Storm Claims Could Top $100 Billion; for Puerto Rico, 'Maria Changes Everything'
Insured losses from Harvey, which flooded Houston and stopped its oil and plastics plants, are estimated at $17 billion, down a bit from earlier projections.
by Joseph N. DiStefano, Philly.com
(TNS) — Far from the wreckage of the Caribbean and the Gulf, the misery of 3.4 million people in powerless Puerto Rico and more in the storm-blasted islands to its east, the damage-counters are estimating that claims from this summer’s hurricanes could top $100 billion — many times the usual season losses, a figure that “focuses the mind,” stock analyst Larry Greenberg writes in a report to clients of Philadelphia-based Janney Montgomery Scott.
Insured losses from Harvey, which flooded Houston and stopped its oil and plastics plants, are estimated at $17 billion, down a bit from earlier projections, as Allstate and Progressive report fewer flooded-car claims than feared. It also helps insurers, but not Texans, that many of the Houston residents whose homes were ruined by water that wasn’t supposed to reach so high weren’t insured.
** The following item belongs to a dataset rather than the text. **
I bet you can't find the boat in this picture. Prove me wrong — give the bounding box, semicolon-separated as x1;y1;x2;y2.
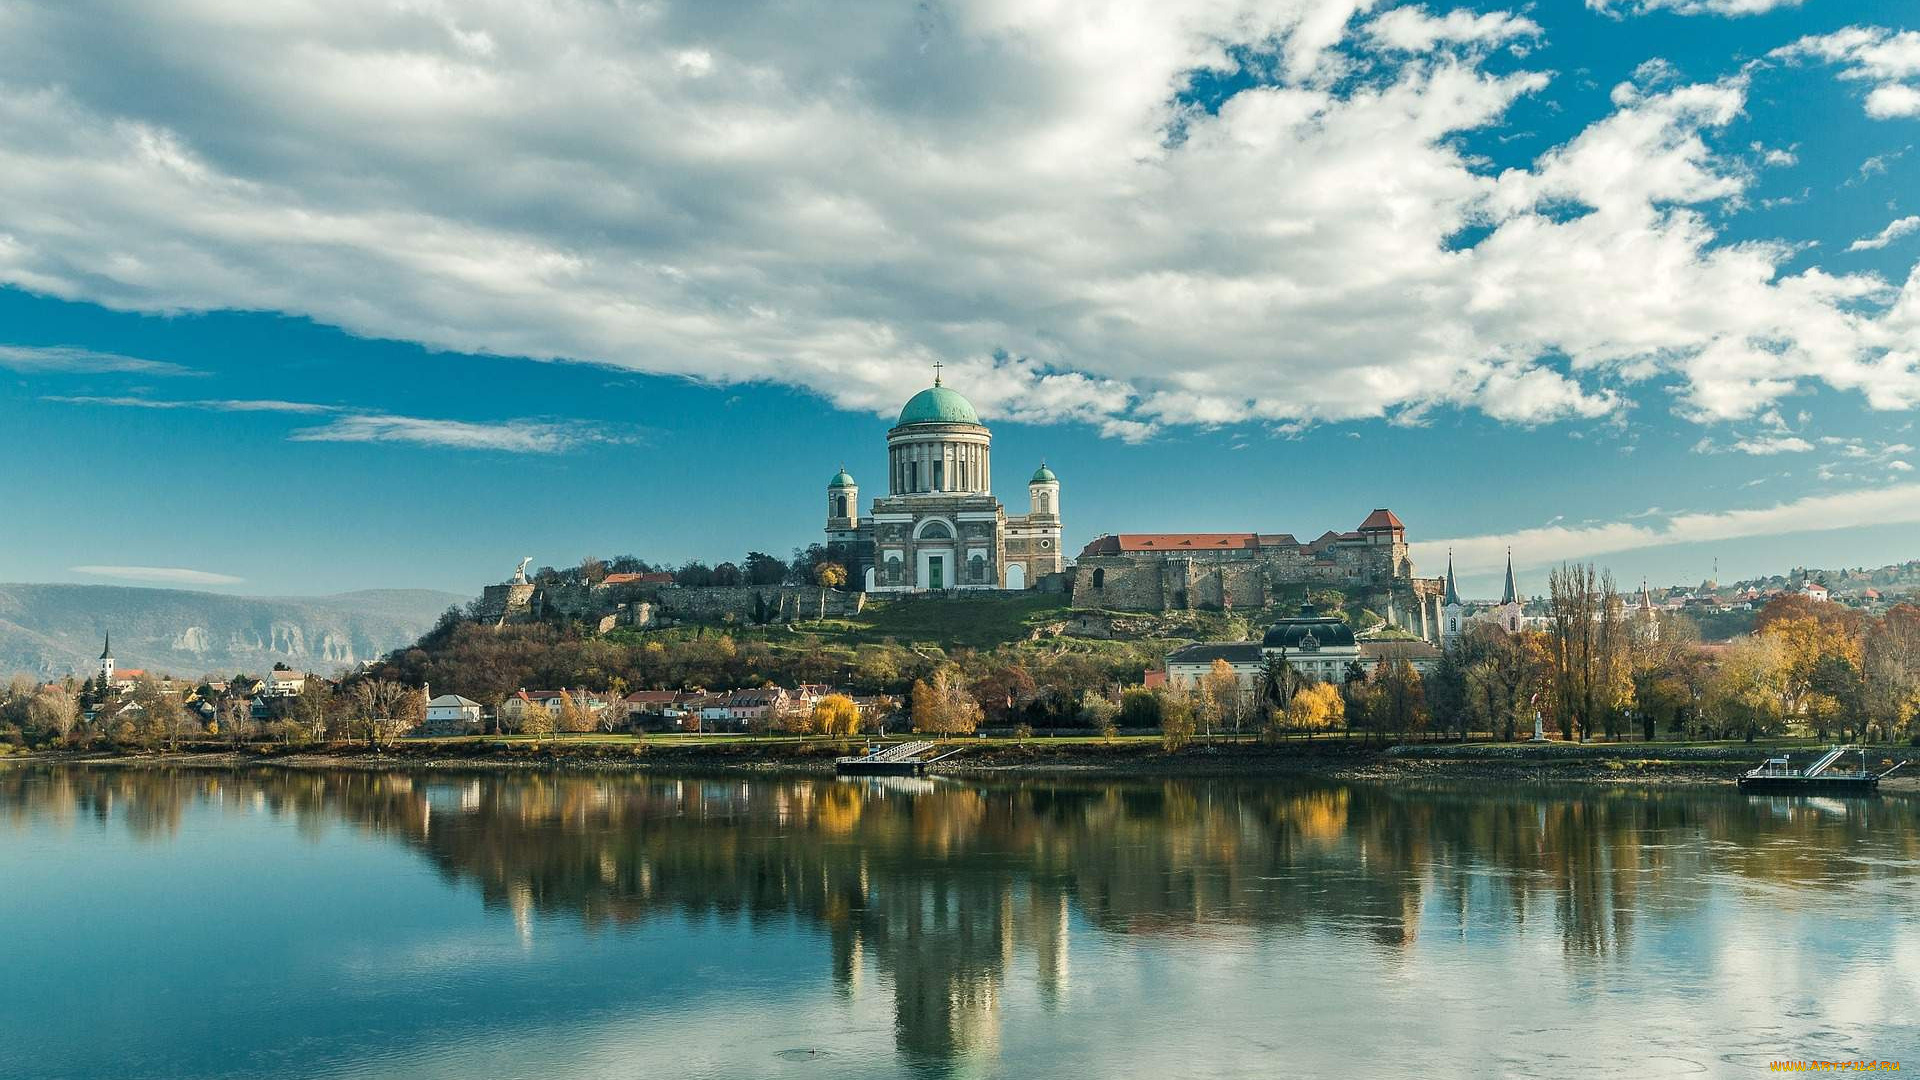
1737;746;1906;795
Irma, which socked Florida and the Caribbean, is expected to cost $30 billion, Greenberg notes. Maria, which smashed Puerto Rico and the neighboring U.S., French, Dutch, British and independent islands a second time, could go as high as $85 billion. Big insurers such as AIG and Chubb will take big hits. Reinsurers should spread much of the loss among international insurers and investors, but the bottom line is that everyone’s property-insurance premiums, which have been “soft” the last few years, are likely to rise.